本申请实施例公开了一种视频审核模型训练方法、视频审核方法及相关装置,视频审核模型训练方法包括:获取第一样本图像以及第一样本图像的分类标签;初始化视频审核模型,视频审核模型包括一级子模型和二级子模型;采用第一样本图像训练一级子模型,并根据分类标签计算一级子模型对第一样本图像进行分类的分类损失率;响应于确定分类损失率大于预设值,采用第一样本图像训练二级子模型。

Description

视频审核模型训练方法、视频审核方法及相关装置
本申请要求在2021年2月9日提交中国专利局、申请号为202110181850.6的中国专利申请的优先权,该申请的全部内容通过引用结合在本申请中。
技术领域
本申请实施例涉及视频审核技术领域,例如涉及一种视频审核模型训练方法、视频审核方法及相关装置。
背景技术
随着移动互联网的爆发式增长以及网络安全法的实施,内容平台运营者面临更加严峻的考验,一方面是恶意用户增加,一方面是对视频中违规内容监管力度加强,视频内容审核可以帮助企业筛查平台中存在的违规图像、视频以及文字等内容,通过视频内容审核可以过滤删除掉违规内容,从而为用户构建一个绿色安全的网络环境。
随着机器学习技术的应用,相关技术中通常通过训练好的视频审核模型来审核视频,然而,直播场景存在复杂性和特殊性,一方面,直播中直播场景复杂多变,存在多个对象;另一方面,直播截图受光线、摄像设备等影响,存在图像质量差,模糊等问题;再者,直播场景中存在诸如手机,对讲机,话筒等视觉特征与违规物的视角特征相似,导致送人工审核的视频的精度不高;最后,线上真实数据场景下,正样本和负样本比例差距过大,上述几方面最终造成采用视频审核模型审核视频时出现FP(false positive,误报)问题,视频审核模型无法精确区分负样例和正样例,视频审核的准确度低。
发明内容
本申请实施例提供一种视频审核模型训练方法、视频审核方法、装置、电子设备和存储介质,以避免相关技术中视频审核模型难以区分正样例和负样例,造成审核准确度低的情况。

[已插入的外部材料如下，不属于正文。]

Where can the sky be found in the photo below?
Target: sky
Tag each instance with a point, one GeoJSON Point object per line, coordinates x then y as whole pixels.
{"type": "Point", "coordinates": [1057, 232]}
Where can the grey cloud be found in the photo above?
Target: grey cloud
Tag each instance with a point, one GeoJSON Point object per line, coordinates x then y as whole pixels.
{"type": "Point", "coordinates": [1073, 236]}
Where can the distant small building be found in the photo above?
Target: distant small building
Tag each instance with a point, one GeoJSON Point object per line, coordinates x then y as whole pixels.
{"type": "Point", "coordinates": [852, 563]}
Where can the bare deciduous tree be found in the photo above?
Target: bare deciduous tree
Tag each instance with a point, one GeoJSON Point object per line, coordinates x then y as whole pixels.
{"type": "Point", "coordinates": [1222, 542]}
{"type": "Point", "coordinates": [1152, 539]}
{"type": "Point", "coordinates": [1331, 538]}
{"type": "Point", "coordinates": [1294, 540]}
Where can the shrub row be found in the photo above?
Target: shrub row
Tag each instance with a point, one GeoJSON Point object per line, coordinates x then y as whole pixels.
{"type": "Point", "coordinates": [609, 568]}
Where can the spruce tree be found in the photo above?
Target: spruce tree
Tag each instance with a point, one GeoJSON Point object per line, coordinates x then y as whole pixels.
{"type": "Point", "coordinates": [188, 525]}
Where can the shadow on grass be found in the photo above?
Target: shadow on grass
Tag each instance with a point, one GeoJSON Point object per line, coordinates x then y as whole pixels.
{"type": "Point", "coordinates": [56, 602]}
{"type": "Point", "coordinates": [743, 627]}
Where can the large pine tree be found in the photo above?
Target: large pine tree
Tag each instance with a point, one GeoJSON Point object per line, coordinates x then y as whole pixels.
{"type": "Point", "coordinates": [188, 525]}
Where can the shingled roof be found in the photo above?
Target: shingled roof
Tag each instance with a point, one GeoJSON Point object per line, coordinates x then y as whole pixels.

第一方面,本申请实施例提供了一种视频审核模型训练方法,包括:
获取第一样本图像以及所述第一样本图像的分类标签;
初始化视频审核模型,所述视频审核模型包括一级子模型和二级子模型;
采用所述第一样本图像训练所述一级子模型,并根据所述分类标签计算所述一级子模型对所述第一样本图像进行分类的分类损失率;
响应于确定所述分类损失率大于预设值,采用所述第一样本图像训练所述二级子模型。
第二方面,本申请实施例提供了一种视频审核方法,包括:
从待审核视频中获取视频图像;
将所述视频图像输入预先训练好的视频审核模型中得到所述视频图像属于违规图像的得分;其中,所述得分包括第一得分和第二得分,所述视频审核模 型包括一级子模型和二级子模型,所述一级子模型设置为预测所述视频图像属于违规图像的所述第一得分,并响应于确定所述第一得分小于预设值,输出所述第一得分,所述二级子模型设置为响应于确定所述第一得分大于预设值,预测所述视频图像属于违规图像的所述第二得分,并输出所述第二得分;
响应于确定所述得分大于预设阈值,对所述待审核视频进行审核;
其中,所述视频审核模型通过第一方面所述的视频审核模型训练方法所训练。
第三方面,本申请实施例提供了一种视频审核模型训练装置,包括:
样本获取模块,设置为获取第一样本图像以及所述第一样本图像的分类标签;
模型初始化模块,设置为初始化视频审核模型,所述视频审核模型包括一级子模型和二级子模型;
一级子模型训练模块,设置为采用所述第一样本图像训练所述一级子模型,并根据所述分类标签计算所述一级子模型对所述第一样本图像进行分类的分类损失率;
二级子模型训练模块,设置为响应于确定所述分类损失率大于预设值,采用所述第一样本图像训练所述二级子模型。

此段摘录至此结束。